Mirren earned six prestigious awards for her performance as best actress in a leading role: Golden Globe, Emmy, Screenwriters Guild, Broadcasting Press Association, Monte Carlo TV Festival, and the Satellite award. Irons, too, won more than one award for best supporting actor. While I’m on the subject of actors, I cannot fail to mention the stellar performance of Toby Jones as Sir Robert Cecil. It’s also important to note Patrick Malahide as Walsingham, and a splendid Barbara Flynn as Mary Queen of Scots.
Such superb acting would be any screenwriter’s dream, and the Nigel Williams script manages not only to spell out the complicated loves and lives of the Tudor queen, as many have done before, but also to capture the complexity of the times. This could be a side-effect of pitch perfect word choices and well-placed silences. Surely some of those long pauses come from the director as well as the actors, but when combined with the speeches so carefully turned by Williams, the effect is well—beyond words.

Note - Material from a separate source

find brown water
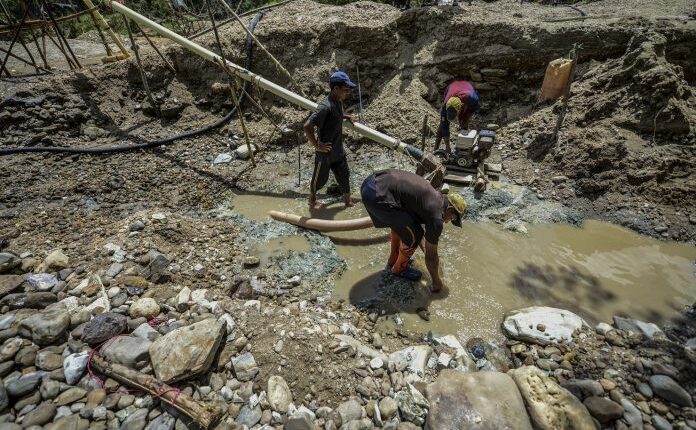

I am thinking of a moment in the movie when Sir Robert Cecil is asked: “What was Essex like as a boy?” Cecil—whose physical stature had caused him to be nicknamed “Pygmy”—answers the question. He answers not by the words he speaks, but by a long silence. We hear the answer in that silence and see in Cecil’s face that Essex must have badgered the boy Cecil almost to the point of insanity. Whether this is fact or fiction, matters not.
What does matter is the “company,” if you will, saw an opportunity to express something timeless and contemporary and ran with it. Toby Jones’s portrayal of Cecil, particularly in this scene, is unsurpassed by any actor in any movie, play or other theatrical endeavor. And yes, you do have to see it to believe it. Williams had the good sense not to overwrite, Jones had the skill (and courage) to deliver every drop of silent feeling, and the director, Tom Hooper, did not overproduce the poignant implication.
Likewise, Mirren is perfect in the role of the now-mature but still fickle and impassioned Elizabeth I. Where other actors seem unable to bring nuance to larger-than-life characters, Mirren is wholly successful. She is so believable because every action, every line she speaks is governed by nuance—a flicker of light in her eyes, the turn of her head, a small gesture. Both the subtle and the overt are voiced in Mirren’s faceted portrayal of England’s most celebrated queen.
Jeremy Irons as Leicester works alongside Mirren, not as a supplement to her character, but as a fully defined character capable of adding another dimension to Elizabeth. We see not one shred of Jeremy Irons’ ego in Leicester. We know by the way the actors work together that the Queen and the Earl have been entwined for a long time. The dialogue gives us clues, but the comfortable chemistry between the two actors makes the relationship real.
They remain devoted to each other until Leicester dies, at which point his stepson picks up the royal pieces. Leicester has taught his stepson (played by Hugh Dancy) to love and attend fully to the Queen at all cost. Therefore, it isn’t terribly surprising when the Queen takes Leicester’s stepson into her confidence, provides him with a lifetime income, and falls in love/lust with him.
Due to her largesse, the Queen’s new boy-toy becomes the Earl of Essex, who because of vanity and a thousand political reasons too complicated to explore here, eventually attempts a coup and fails. The movie ends with his beheading, and Elizabeth staunchly, if sorrowfully, continues to reign.
Critics have given Elizabeth I high marks all around. The mini-series won many “best film” awards aside from those that were awarded for individual performances–The Visual Effects Society, Royal Television Society, Peabody Award, Costume Designers Award, American Cinema Editors, American Film Institute, three BAFTA Awards, and eight Emmys.
I can’t help but ask myself: where was I when this excellent movie was on tv? Why didn’t I hear anything about it? I can only think that it wasn’t promoted well, or that I just wasn’t paying attention. It definitely has my attention now. I highly recommend it and hope that it has the appreciative audience it deserves.